I’m talking, of course, about mobile payments apps. Consumer culture is at an all-time high, but people are using cash less and less. They are buying things on their laptops, smartphones, and tablets. Even when they want to transfer money to friends and family, people are using mobile payments apps instead of more traditional methods.
And when we think of which company is the market leader in digital payments, it’s hard not to think of PayPal. The company was established in 1998, far before the current craze really took hold.
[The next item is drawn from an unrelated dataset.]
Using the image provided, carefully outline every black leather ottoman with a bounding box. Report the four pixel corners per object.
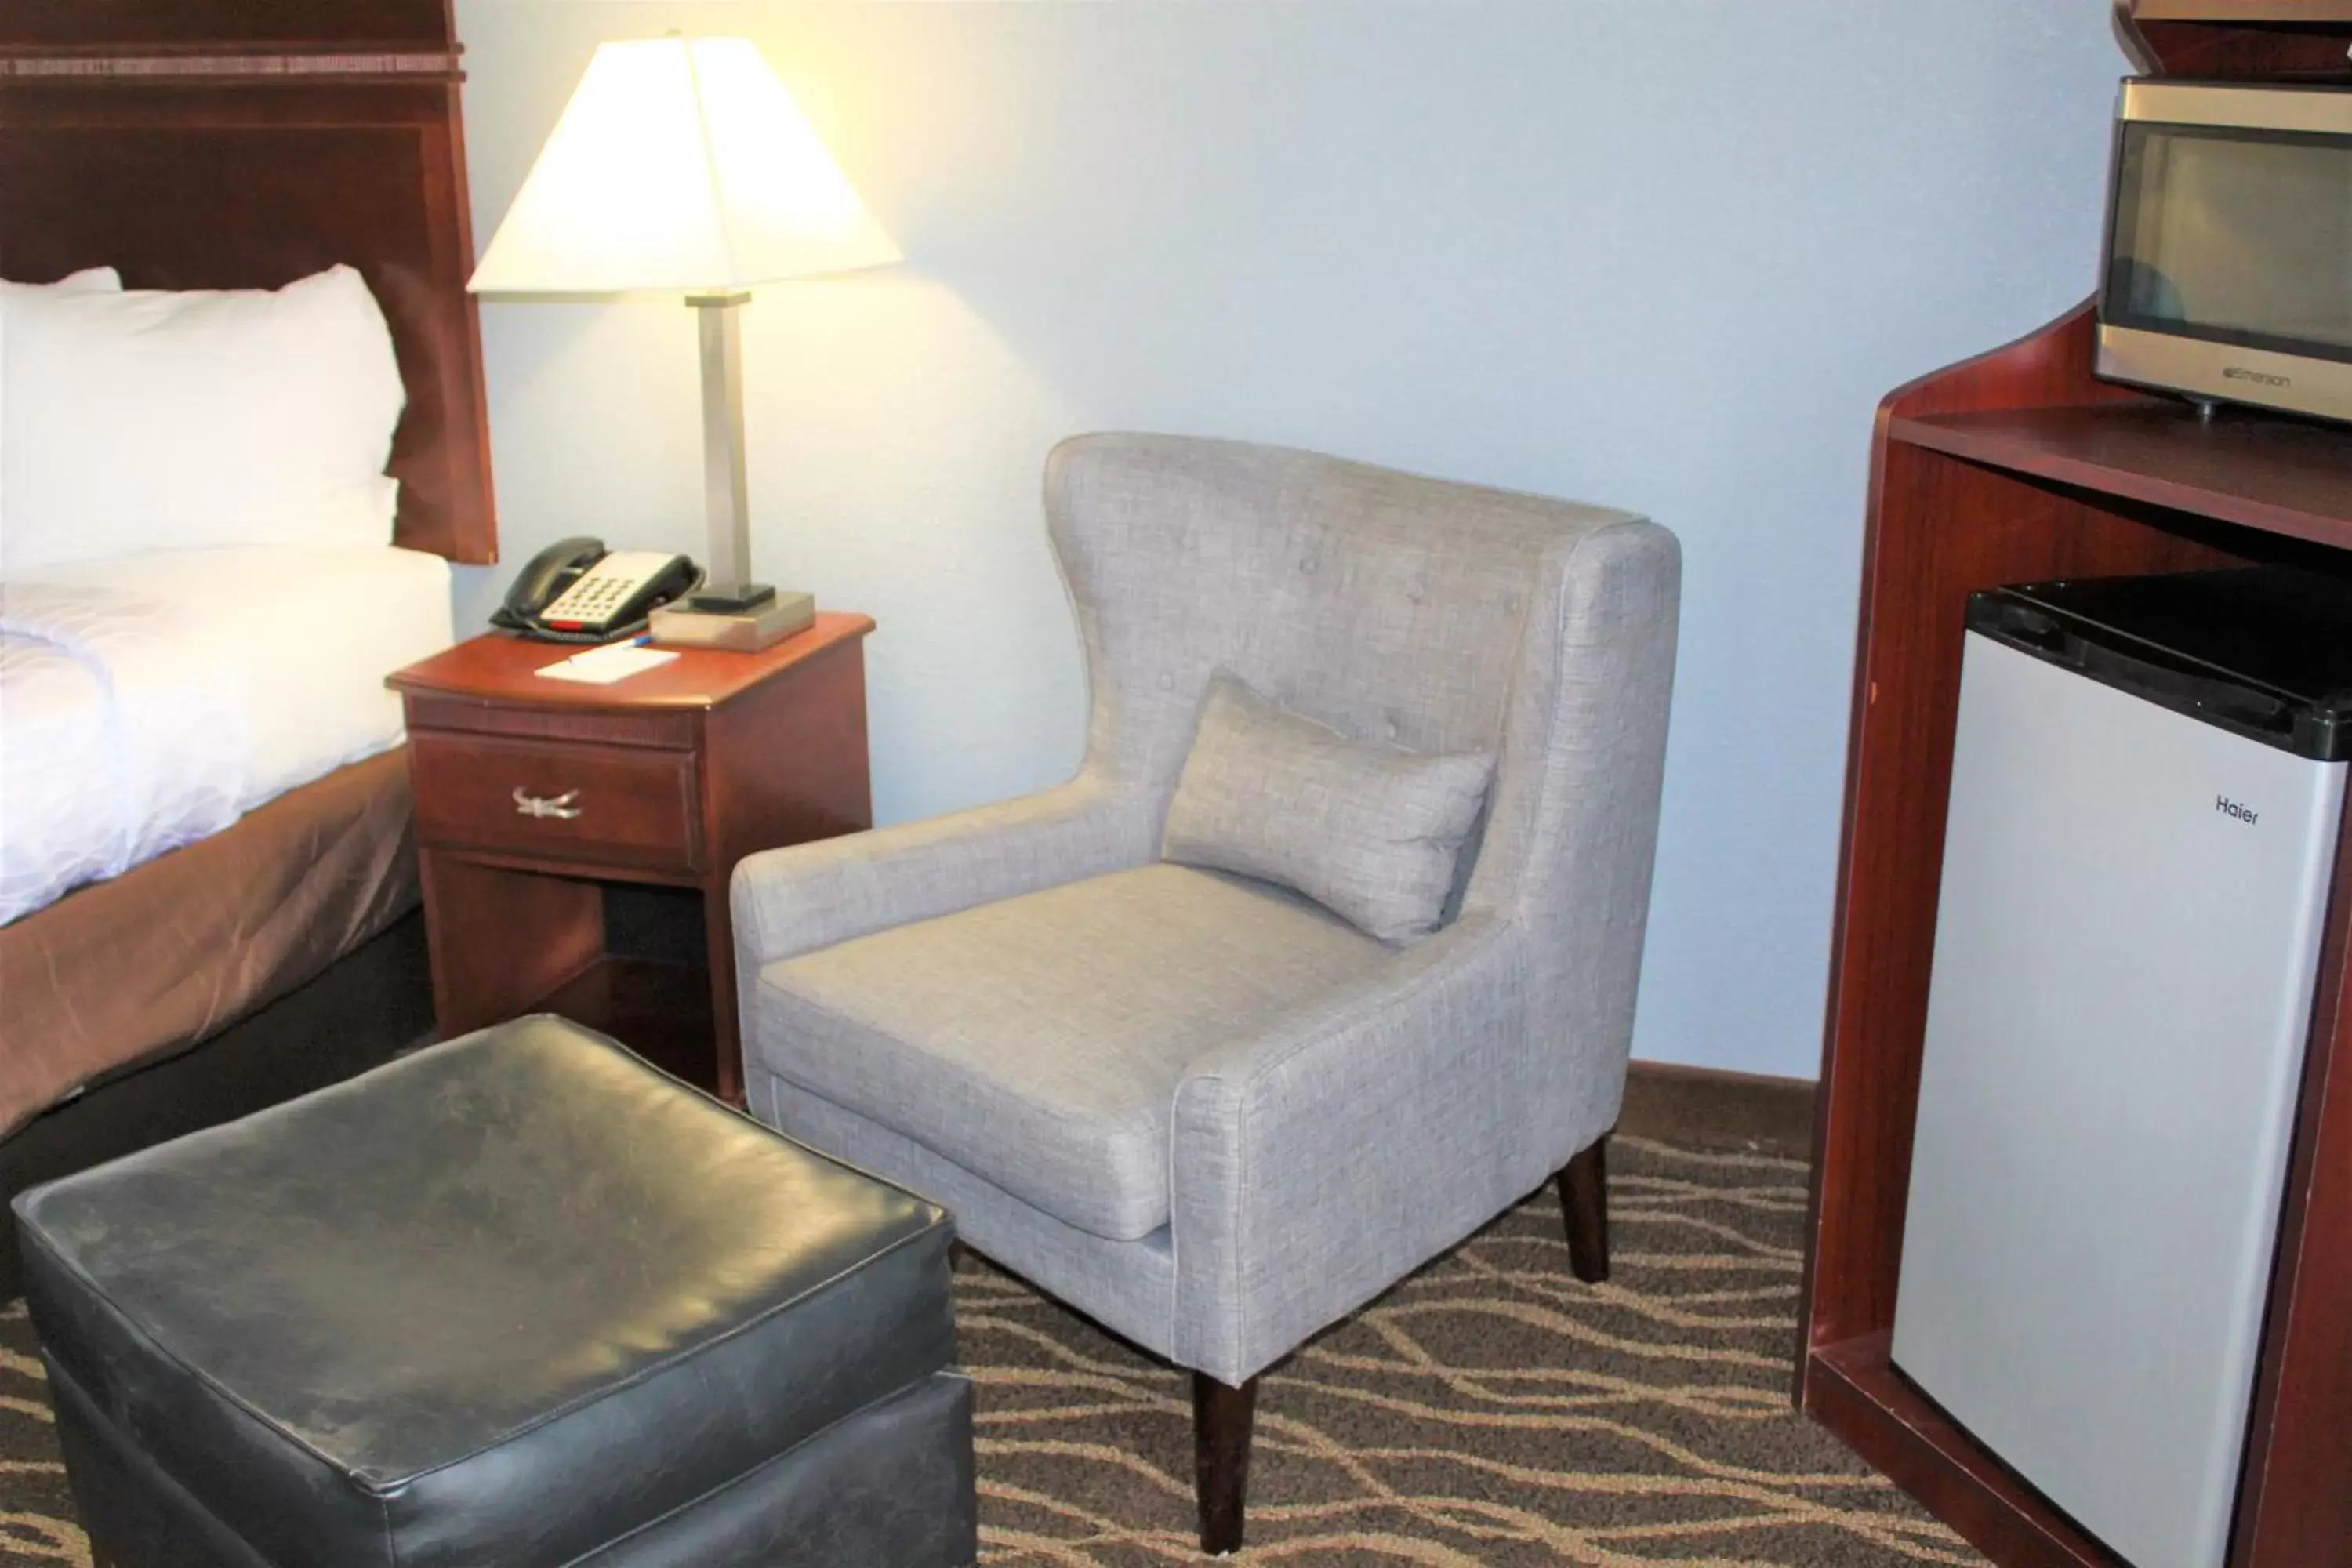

The company is the market incumbent. It seems obvious to me that, having been around so much longer than its peers, PayPal is better positioned in the industry. For instance, it already has enough cash to buy young startups like Venmo or Xoom.
Both of those apps have loyal, tech-savvy consumer bases that help diversify PayPal’s product portfolio. Venmo is a peer-to-peer service that processed $1.0 billion in transactions during January. It was a landmark moment for the app, reflecting a tenfold increase from just two years ago. (Source: “$1 Billion Served,” Venmo web site, February 16, 2016.)
PayPal also has a lot of corporate clients that it inherited through the acquisition of Braintree. Companies like Airbnb and STUBHUB use Braintree apps to allow customers to sign up electronically. (Source: “Venmo, beloved millennial app, is finally trying to make some money,” Quartz, January 26, 2016.)
If you’ve ever booked a vacation spot with Airbnb, or bought secondhand tickets on STUBHUB, know this: these businesses paid a small fee to PayPal to get your business. You didn’t have to pay a dime for the transaction, but PayPal still managed to get rich.
All around the world, startups are popping up like weeds. They span all sorts of industries and appeal to all sorts of customers, but there’s one thing that unites them: they all make transactions. Whether it’s on the supply chain side, or on the billing side, businesses need to move money to other businesses.
But no one wants to endure the agonizing wait times for wire transfers when they can simply use a mobile payments app. The tradeoffs are absurdly one-sided. That’s why industry experts think the payments market could reach $2.0 trillion as early as 2020. (Source: “Global Payments 2015: A Healthy Industry Confronts Disruption,” McKinsey & Company, last accessed April 7, 2016.)
I have PYPL stock pegged as one of my favourites for this emerging market. Most of its rivals are either startups or big banks. They’re either specialized on payments and broke, or rich and not specialized in payments.
PayPal is the only true payments company with deep enough pockets to afford a broad portfolio. Investors will eventually see that as the market matures, capital will flow to the strongest players in the industry. I wouldn’t be surprised if PYPL stock more than doubled in the next 12 months.